About · tomevox.com

Why We Built TomeVox

D
Dany
Founder, TomeVox

The story behind TomeVox starts with a problem I ran into while trying to publish an audiobook edition of a book I'd been involved with. The book was finished. It was already selling as an ebook and in print. Adding an audiobook edition seemed like the obvious next step — audiobooks are the fastest-growing format in publishing, and Audible has a massive built-in audience. It should have been straightforward.

It was not straightforward at all.

The Cost of Traditional Audiobook Production

The first thing I did was get quotes from professional narrators on ACX. I posted the title, received auditions, listened to a dozen voices, and started having conversations about pricing. What I found was that producing a single audiobook title through traditional narration costs between $3,000 and $5,000 — and that's for a standard-length book with a mid-range narrator. A literary fiction title, or anything requiring character voices or specific accent work, could go higher.

$3–5k
Typical cost to produce a single audiobook title through professional narration services in 2024–2025, including recording, editing, mastering, and QC.
10–14 wk
Realistic timeline from narrator contract to live Audible listing, including recording, revisions, post-production, and ACX review queue.

These numbers might make sense for a bestselling author with a known track record and a publisher backing the investment. But for an independent author, a small press, or anyone with a backlist of titles to produce, the math simply doesn't work. Spend $4,000 producing an audiobook and you need to sell several hundred copies just to break even — before you've earned anything from the book itself. Most independent audiobooks don't sell that many copies. The economics are broken.

The royalty share model on ACX — where the narrator works for a percentage of future earnings rather than upfront pay — helps with the cash flow problem, but introduces its own issues. Experienced narrators who can attract upfront work have little incentive to take royalty share deals on unknown titles. You end up with a choice between paying a lot of money you may not recoup, or working with less experienced narrators on a bet that the book will sell.

The Attempt to Use Existing TTS Tools

After the sticker shock of traditional narration quotes, I spent several months testing every text-to-speech and AI voice tool I could find. I went in genuinely hoping to find something that worked — I just needed a tool that could convert a book into a listenable audiobook without costing thousands of dollars and taking three months.

What I found was a landscape of tools built for entirely different use cases.

Tools Evaluated — Long-Form Audiobook Production
ElevenLabs
Excellent voice quality for short clips.
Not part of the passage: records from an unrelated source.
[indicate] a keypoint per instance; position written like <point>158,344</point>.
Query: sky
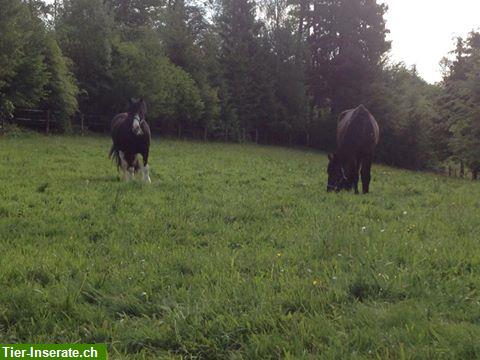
<point>424,31</point>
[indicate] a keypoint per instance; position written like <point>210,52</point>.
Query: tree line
<point>266,71</point>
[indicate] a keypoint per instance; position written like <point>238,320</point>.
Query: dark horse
<point>357,136</point>
<point>131,136</point>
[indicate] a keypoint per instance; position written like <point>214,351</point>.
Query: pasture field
<point>233,252</point>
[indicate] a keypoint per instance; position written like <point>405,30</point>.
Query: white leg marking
<point>146,174</point>
<point>123,165</point>
<point>131,173</point>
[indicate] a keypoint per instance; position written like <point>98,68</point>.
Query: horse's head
<point>137,110</point>
<point>337,176</point>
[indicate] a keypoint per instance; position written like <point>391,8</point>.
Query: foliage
<point>234,251</point>
<point>33,71</point>
<point>462,105</point>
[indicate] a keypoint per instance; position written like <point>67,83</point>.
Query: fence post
<point>48,122</point>
<point>81,122</point>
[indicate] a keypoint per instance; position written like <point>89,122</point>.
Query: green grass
<point>234,251</point>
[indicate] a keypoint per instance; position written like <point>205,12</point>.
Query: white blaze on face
<point>137,130</point>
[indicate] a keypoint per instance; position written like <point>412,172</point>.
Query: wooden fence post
<point>48,122</point>
<point>81,122</point>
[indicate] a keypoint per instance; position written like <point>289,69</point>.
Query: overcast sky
<point>423,31</point>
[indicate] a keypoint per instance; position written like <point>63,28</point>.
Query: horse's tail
<point>113,154</point>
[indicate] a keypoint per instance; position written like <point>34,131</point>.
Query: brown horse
<point>357,136</point>
<point>131,136</point>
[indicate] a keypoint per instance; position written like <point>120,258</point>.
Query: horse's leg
<point>131,166</point>
<point>124,165</point>
<point>145,170</point>
<point>366,166</point>
<point>356,170</point>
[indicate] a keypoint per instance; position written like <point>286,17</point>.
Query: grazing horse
<point>357,136</point>
<point>131,136</point>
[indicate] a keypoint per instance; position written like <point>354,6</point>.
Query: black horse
<point>131,136</point>
<point>357,137</point>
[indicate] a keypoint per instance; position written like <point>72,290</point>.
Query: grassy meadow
<point>233,252</point>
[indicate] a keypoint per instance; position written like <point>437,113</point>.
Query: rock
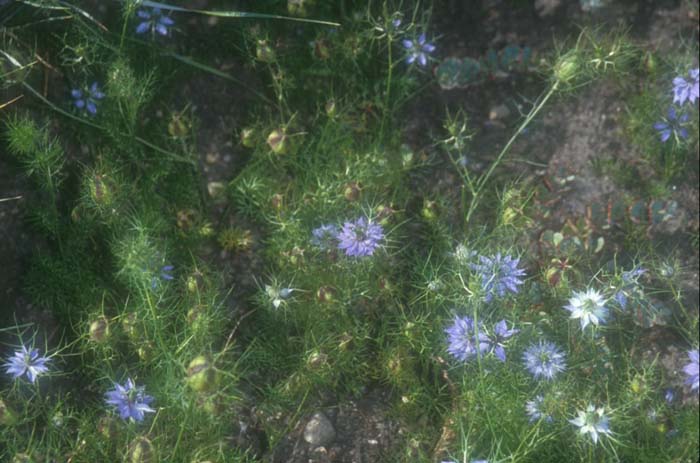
<point>319,430</point>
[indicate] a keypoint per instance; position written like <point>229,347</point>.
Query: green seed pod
<point>7,416</point>
<point>201,374</point>
<point>278,141</point>
<point>248,137</point>
<point>99,329</point>
<point>141,450</point>
<point>264,52</point>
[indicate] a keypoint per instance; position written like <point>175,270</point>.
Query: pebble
<point>319,430</point>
Character limit per generation requires splitting a full manuscript into 50–80 individual requests. No chapter detection, no M4B output, no ACX compliance processing. DIY post-production required.
Short-form only
Google TTS / Cloud
API-only, requires technical development to build a production pipeline. Output quality was robotic and unsuitable for fiction. No audiobook-specific features whatsoever.
Not usable
Amazon Polly
Developer API, no end-user product. Good for utility voice applications. Voice expressiveness is limited for narrative fiction. No book ingestion or chapter handling.
Not usable
Speechify
Designed as a reading-assistance tool, not audiobook production. Outputs for personal listening only; no commercial distribution rights, no M4B, no ACX output.
Wrong use case
PlayHT
Better voice quality than earlier TTS tools. Still character-limited per generation. No EPUB parsing, no chapter structure, no M4B output. Usable as a synthesis layer but requires building a full pipeline around it.
Synthesis only
Various others
Every tool I evaluated was either a developer API without an author-facing product, a reading assistant without production output, or a short-form synthesis tool that maxed out at a few thousand characters per generation.
Wrong use case

The pattern was clear: there were plenty of tools that could synthesize speech from text. There were zero tools that could take an EPUB file and produce a properly structured, ACX-compliant M4B audiobook without a significant amount of technical work wrapping them.
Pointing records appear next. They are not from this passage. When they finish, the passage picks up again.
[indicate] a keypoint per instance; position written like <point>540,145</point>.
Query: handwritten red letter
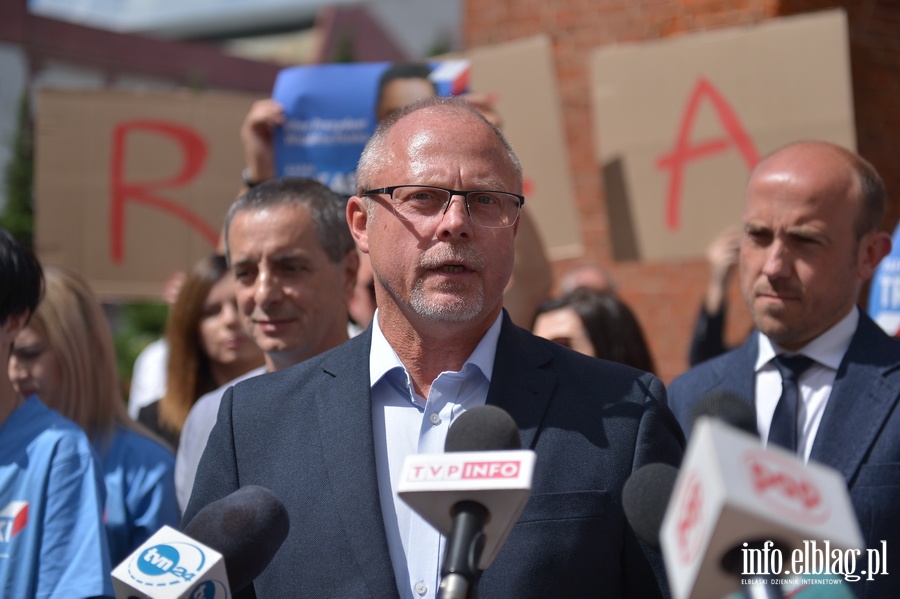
<point>194,150</point>
<point>684,153</point>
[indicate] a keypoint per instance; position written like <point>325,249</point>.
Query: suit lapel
<point>518,384</point>
<point>860,400</point>
<point>345,421</point>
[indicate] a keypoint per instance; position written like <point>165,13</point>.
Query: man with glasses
<point>438,202</point>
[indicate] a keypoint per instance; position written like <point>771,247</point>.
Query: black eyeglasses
<point>424,204</point>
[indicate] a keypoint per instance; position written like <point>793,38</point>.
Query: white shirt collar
<point>827,349</point>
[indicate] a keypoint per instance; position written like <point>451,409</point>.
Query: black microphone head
<point>247,527</point>
<point>729,407</point>
<point>645,497</point>
<point>483,428</point>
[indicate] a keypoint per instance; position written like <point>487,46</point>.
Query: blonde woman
<point>65,356</point>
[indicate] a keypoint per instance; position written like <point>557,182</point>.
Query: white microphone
<point>738,509</point>
<point>473,494</point>
<point>223,548</point>
<point>172,565</point>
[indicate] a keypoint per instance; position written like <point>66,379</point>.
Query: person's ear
<point>358,221</point>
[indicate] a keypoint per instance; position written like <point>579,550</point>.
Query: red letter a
<point>684,153</point>
<point>194,151</point>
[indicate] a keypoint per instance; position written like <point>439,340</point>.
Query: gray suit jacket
<point>859,434</point>
<point>306,433</point>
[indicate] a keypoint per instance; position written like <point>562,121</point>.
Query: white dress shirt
<point>406,423</point>
<point>815,384</point>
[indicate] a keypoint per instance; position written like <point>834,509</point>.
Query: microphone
<point>472,494</point>
<point>729,407</point>
<point>645,496</point>
<point>223,549</point>
<point>741,510</point>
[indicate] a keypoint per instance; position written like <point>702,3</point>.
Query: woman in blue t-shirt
<point>65,356</point>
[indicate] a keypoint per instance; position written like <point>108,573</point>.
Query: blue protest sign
<point>330,114</point>
<point>884,294</point>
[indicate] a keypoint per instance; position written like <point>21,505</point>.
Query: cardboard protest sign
<point>131,187</point>
<point>330,114</point>
<point>521,76</point>
<point>680,123</point>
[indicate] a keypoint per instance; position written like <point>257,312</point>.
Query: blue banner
<point>884,293</point>
<point>330,114</point>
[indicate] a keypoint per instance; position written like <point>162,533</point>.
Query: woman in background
<point>65,356</point>
<point>207,346</point>
<point>595,323</point>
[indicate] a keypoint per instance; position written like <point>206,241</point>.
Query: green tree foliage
<point>18,214</point>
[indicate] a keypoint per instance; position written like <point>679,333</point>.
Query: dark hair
<point>610,324</point>
<point>326,207</point>
<point>21,278</point>
<point>188,370</point>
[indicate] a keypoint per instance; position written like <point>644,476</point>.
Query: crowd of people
<point>334,337</point>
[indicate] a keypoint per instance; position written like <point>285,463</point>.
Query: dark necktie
<point>783,430</point>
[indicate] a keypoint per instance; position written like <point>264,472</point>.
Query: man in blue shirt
<point>52,540</point>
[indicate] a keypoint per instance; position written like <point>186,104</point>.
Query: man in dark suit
<point>329,436</point>
<point>812,238</point>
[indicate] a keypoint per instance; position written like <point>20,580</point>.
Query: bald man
<point>811,239</point>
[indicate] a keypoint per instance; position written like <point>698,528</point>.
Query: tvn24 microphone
<point>473,493</point>
<point>222,550</point>
<point>738,508</point>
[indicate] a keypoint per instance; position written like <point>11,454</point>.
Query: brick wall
<point>666,296</point>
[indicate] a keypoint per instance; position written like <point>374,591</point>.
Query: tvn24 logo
<point>175,563</point>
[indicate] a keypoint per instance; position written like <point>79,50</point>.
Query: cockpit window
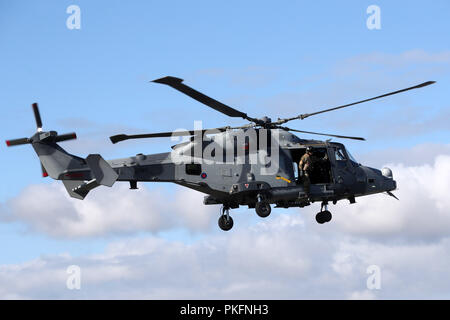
<point>351,157</point>
<point>339,154</point>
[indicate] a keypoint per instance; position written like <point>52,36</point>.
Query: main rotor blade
<point>17,142</point>
<point>306,115</point>
<point>122,137</point>
<point>324,134</point>
<point>37,116</point>
<point>178,84</point>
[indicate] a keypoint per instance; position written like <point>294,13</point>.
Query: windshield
<point>351,157</point>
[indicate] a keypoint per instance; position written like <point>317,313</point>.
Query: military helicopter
<point>254,165</point>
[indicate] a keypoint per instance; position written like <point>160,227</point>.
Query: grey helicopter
<point>254,165</point>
Every existing tool solved the synthesis problem but ignored the production problem. Converting speech synthesis into a finished, distributable audiobook requires chapter detection, proper file structure, loudness mastering, ACX compliance, and M4B packaging — none of which any tool was handling end to end.

Building What Should Have Existed

I had enough technical background to understand what building this would take. The synthesis layer is the part that looks most impressive in demos, but the real work is everything around it: the document parsing pipeline that can handle EPUB, PDF, DOCX, and TXT formats and extract clean, structured text; the chapter detection logic that reads heading hierarchy and produces one audio file per chapter; the post-production pipeline that normalizes loudness, applies peak limiting, verifies noise floor, and adds the required room tone buffers; the M4B assembly that embeds chapter markers, cover art metadata, and title information into a properly formed container file.

None of that is trivial to build. But once it's built, it runs in a couple of hours on any book file an author uploads — versus weeks of coordination with a human narrator.

The first version of TomeVox was rough. Chapter detection missed edge cases. The loudness normalization had occasional outliers. The PDF parser struggled with certain formatting patterns. I tested it on dozens of books across different genres — fiction, nonfiction, romance, thriller, children's books, business books, memoirs — and fixed every failure case I found. It took most of 2025 to get the pipeline to the point where the output was something I'd be comfortable putting my own name on.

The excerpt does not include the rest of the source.